The conference contributors proposed these activities, for participants, as a way of advancing the issues highlighted:
- Advocacy at international level including the World Bank conference in the US in March
- Questioning the coherence of Irish Aid spend on food security in Sierra Leone while food production capacity is being leased for bio-fuel production
- Support for Action for Large Scale Land Acquisition Transparency (ALSLAT) and other partners
- Mobilise rural people (small framers and landless dwellers) at national level
- Provide them with knowledge and information on the issue
- Collect information on their concerns and document case studies
- Lobby local, regional and national government on their behalf
- Work with International NGOs to lobby their governments and the EU
The Plenary Session of the Conference called for:
- A review of the EU Renewable Energy Directive (RED) in terms of its social cost in Africa, the speed of its targeted implementation and its regulatory environment. Ask the Irish Government to push for a review of the RED during the term of its Presidency
- A Campaigning Document from SLIP on the issue of first generation bio-fuels
- Examination of the role of the traditional chiefs in the opaque deals which seem to be the basis of the land grabs in Sierra Leone
- Revisiting of the issue of conditionality in Aid, though this policy has fallen into abeyance.
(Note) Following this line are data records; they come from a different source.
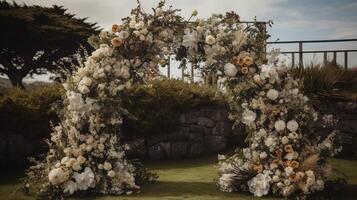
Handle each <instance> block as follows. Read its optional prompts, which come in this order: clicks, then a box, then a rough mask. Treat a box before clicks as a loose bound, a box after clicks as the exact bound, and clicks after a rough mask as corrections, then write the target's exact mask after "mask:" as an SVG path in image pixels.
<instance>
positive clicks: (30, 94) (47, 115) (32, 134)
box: [0, 85, 63, 138]
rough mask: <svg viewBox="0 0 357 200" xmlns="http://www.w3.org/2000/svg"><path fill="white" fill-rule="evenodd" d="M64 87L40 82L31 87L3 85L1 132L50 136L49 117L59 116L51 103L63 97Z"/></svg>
mask: <svg viewBox="0 0 357 200" xmlns="http://www.w3.org/2000/svg"><path fill="white" fill-rule="evenodd" d="M62 91H63V90H62V88H61V87H60V86H59V85H48V86H37V87H34V88H31V89H28V90H21V89H19V88H12V89H3V90H2V93H1V95H0V119H2V120H1V121H0V134H5V133H16V134H21V135H24V136H25V137H26V138H44V137H47V136H48V135H49V132H50V121H53V122H56V121H57V120H58V119H57V116H56V113H55V111H54V110H53V109H51V107H52V105H53V103H55V102H60V101H61V95H62Z"/></svg>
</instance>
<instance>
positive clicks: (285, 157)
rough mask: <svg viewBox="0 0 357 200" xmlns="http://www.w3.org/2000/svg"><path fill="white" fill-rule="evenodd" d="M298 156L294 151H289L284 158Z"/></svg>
mask: <svg viewBox="0 0 357 200" xmlns="http://www.w3.org/2000/svg"><path fill="white" fill-rule="evenodd" d="M295 157H296V154H295V153H294V152H291V153H287V154H286V155H285V156H284V158H285V159H287V160H293V159H294V158H295Z"/></svg>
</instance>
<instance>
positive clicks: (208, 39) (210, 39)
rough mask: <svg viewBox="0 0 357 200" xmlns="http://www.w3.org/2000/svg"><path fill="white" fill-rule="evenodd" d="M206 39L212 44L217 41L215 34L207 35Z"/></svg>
mask: <svg viewBox="0 0 357 200" xmlns="http://www.w3.org/2000/svg"><path fill="white" fill-rule="evenodd" d="M205 41H206V43H207V44H209V45H212V44H214V43H216V38H214V37H213V35H207V36H206V40H205Z"/></svg>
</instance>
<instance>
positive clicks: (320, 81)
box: [291, 62, 357, 99]
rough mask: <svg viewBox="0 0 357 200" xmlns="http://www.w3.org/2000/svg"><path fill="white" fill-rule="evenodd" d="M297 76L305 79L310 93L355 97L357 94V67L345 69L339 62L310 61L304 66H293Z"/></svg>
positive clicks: (312, 93) (311, 94)
mask: <svg viewBox="0 0 357 200" xmlns="http://www.w3.org/2000/svg"><path fill="white" fill-rule="evenodd" d="M291 72H292V74H293V75H294V77H295V78H299V79H301V80H302V81H303V85H304V90H305V93H307V94H308V95H310V96H312V95H323V96H326V95H327V96H328V95H330V96H336V95H340V96H341V97H342V96H343V97H344V98H347V99H351V98H352V99H353V97H354V96H355V95H356V94H357V68H349V69H347V70H345V69H344V68H343V67H341V66H340V65H338V64H334V63H332V62H331V63H327V64H326V65H321V64H314V63H310V64H308V65H305V66H304V67H298V68H291Z"/></svg>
Irish Govt. should push GOSL for transparency concerning the land deals.
- Enhancing of the capacity of GOSL to police the land grabbing process as investment is happening anyway and will continue
- Revisit the Lisbon Treaty 2009, particularly the stipulation that EU must take account of the effect of its policies on Third countries and Developing countries
 The country’s 2012 GHI score is 24.7 which puts it 77th in the list. A reasonable food security score is 5 The Global Hunger Index 2012 estimates that 1 million hectares are leased or under negotiation.
 The FAO calculated that 2.8million hectares were under food production in 2005 as against GOSL’s claim of 750,000 hectares under food production.